U.S. songwriters Tim Kubart and Diana Lawrence joined Kittitian media personality Michelle “Sweet Sister Sensia” Stokes for a virtual discussion about intellectual property rights and the creative music process. More than 100 viewers joined an animated discussion about registration, royalties, and resources to support creative artists in Barbados and the Eastern Caribbean.
Sweet Sister Sensia immediately focused on ways artists could monetize their work. Musicians Kubart and Lawrence explained how the role of the American Society of Composers, Authors and Publishers (ASCAP) and Broadcast Music, Inc. (BMI) in the United States was similar to the Copyright Society of Composers, Authors, and Publishers, Inc. (COSCAP) in Barbados and the Eastern Caribbean Collective Organisation for Music Rights (ECCO). These organizations protect members’ musical copyrights and collect license fees from businesses that use that work. Kubart told a story about how in his early days as an independent artist – to his surprise – he received a check in the mail to compensate him for his songs being aired on the radio.
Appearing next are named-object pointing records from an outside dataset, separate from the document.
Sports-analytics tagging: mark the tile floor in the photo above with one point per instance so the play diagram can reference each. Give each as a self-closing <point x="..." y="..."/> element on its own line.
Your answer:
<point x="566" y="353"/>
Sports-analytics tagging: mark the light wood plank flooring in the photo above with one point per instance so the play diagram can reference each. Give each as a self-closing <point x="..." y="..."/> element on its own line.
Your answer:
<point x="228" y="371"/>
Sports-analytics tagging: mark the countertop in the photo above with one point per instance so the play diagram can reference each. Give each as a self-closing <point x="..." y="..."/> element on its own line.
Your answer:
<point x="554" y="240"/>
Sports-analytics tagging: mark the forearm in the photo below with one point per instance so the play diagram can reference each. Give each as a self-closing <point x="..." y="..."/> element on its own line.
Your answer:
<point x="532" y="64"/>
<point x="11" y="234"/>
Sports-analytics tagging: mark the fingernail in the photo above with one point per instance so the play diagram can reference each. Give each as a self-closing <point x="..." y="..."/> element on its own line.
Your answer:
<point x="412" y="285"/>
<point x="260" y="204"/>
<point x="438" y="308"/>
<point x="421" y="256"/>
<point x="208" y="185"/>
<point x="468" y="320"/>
Many viewers contributed to the conversation with their own personal experiences and questions. When asked why the IPR issue was important, Lawrence responded, “Because we’re all trying to create a system in which we can all feel valued for the work that we do. We’re all part of an ecosystem. We’re not alone. We’re artists in community with each other even if we’re across the world like we are right now. That’s really special, and the way we can have that contribute to our livelihoods is by agreeing as a community to be fair to each other and compensate each other. It’s part of creating a community that we all want to work in.” Kubart added, “These conversations can be hard to have, but you should be protecting yourself and crediting other people.”
Viewers shared government and NGO resources to support artists looking to take their first step in protecting their work. U.S. Embassy Public Affairs Officer Larry Socha acknowledged the present COVID-19 reality saying, “The arts are incredibly important to the economic recovery underway.” He highlighted that the Barbados Ministry of Creative Economy, Culture, and Sports and the National Cultural Foundation would convene a networking session for creative practitioners at the Wildey Gymnasium on Friday, July 10, from 4:00pm.